Article mentions lsof but doesn't go too deeply into it. lsof has an absolute _plethora_ of options and has been pretty indispensable to me. i.e. lsof -i (much akin to netstat), -u <user> (all files open by a particular user), etc etc. Check the man page :)
If you haven't seen Brendan Gregg's Linux performance tools page & slides, you should check it out. He explores a wide variety of great stuff, especially perf and ftrace (as mentioned in the article) as well as a few dozen others that he describes in lesser detail: http://www.brendangregg.com/linuxperf.html
I will just mention Sysdig for the ones who don't know about it already (http://www.sysdig.org/). It's really the swiss knife of monitoring tools, you can have any kind of information you can think of. If you have not already installed it, give it a try !
And contains more information, too. Before ss, it was close to impossible to know what the other end of a unix socket was for a given connection (except wild guesses from the ids in /proc/pid/fd).

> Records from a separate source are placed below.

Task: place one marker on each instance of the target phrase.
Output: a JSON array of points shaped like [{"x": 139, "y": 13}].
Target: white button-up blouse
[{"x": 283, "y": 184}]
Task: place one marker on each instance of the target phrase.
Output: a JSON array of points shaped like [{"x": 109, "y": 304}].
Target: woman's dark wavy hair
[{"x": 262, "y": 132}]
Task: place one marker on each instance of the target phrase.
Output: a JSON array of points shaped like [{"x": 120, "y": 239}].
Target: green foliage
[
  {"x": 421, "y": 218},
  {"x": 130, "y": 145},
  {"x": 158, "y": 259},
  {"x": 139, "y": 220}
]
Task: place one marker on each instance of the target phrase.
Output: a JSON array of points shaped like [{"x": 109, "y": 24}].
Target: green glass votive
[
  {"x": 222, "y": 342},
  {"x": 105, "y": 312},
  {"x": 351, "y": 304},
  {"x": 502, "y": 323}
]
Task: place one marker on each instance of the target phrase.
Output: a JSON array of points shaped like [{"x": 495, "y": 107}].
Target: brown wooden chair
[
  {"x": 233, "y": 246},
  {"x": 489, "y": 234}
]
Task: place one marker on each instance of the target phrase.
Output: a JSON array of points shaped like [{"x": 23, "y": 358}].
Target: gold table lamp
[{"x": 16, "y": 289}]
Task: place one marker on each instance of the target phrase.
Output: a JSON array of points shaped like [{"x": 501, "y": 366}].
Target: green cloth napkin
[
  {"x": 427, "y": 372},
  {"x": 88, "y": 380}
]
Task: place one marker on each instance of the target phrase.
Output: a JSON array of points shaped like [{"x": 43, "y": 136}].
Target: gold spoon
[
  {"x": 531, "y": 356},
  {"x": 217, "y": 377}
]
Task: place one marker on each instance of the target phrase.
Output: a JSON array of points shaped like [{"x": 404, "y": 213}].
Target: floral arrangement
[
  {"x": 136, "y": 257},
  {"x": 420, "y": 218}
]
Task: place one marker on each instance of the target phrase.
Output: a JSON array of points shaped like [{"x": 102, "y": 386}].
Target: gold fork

vmstat [1] is also a very useful command. It shows various essential statistics in a very compact one line display and optionally repeats this every [interval]. I often start something running while vmstat is giving me stats in another window every few seconds.
pidstat! It's like top, except it prints a continuous log of everything that used CPU (or I/O with -d, etc.) since the last sample. It's the only too, I know that can show per-process I/O activity. Requires root access, unlike top.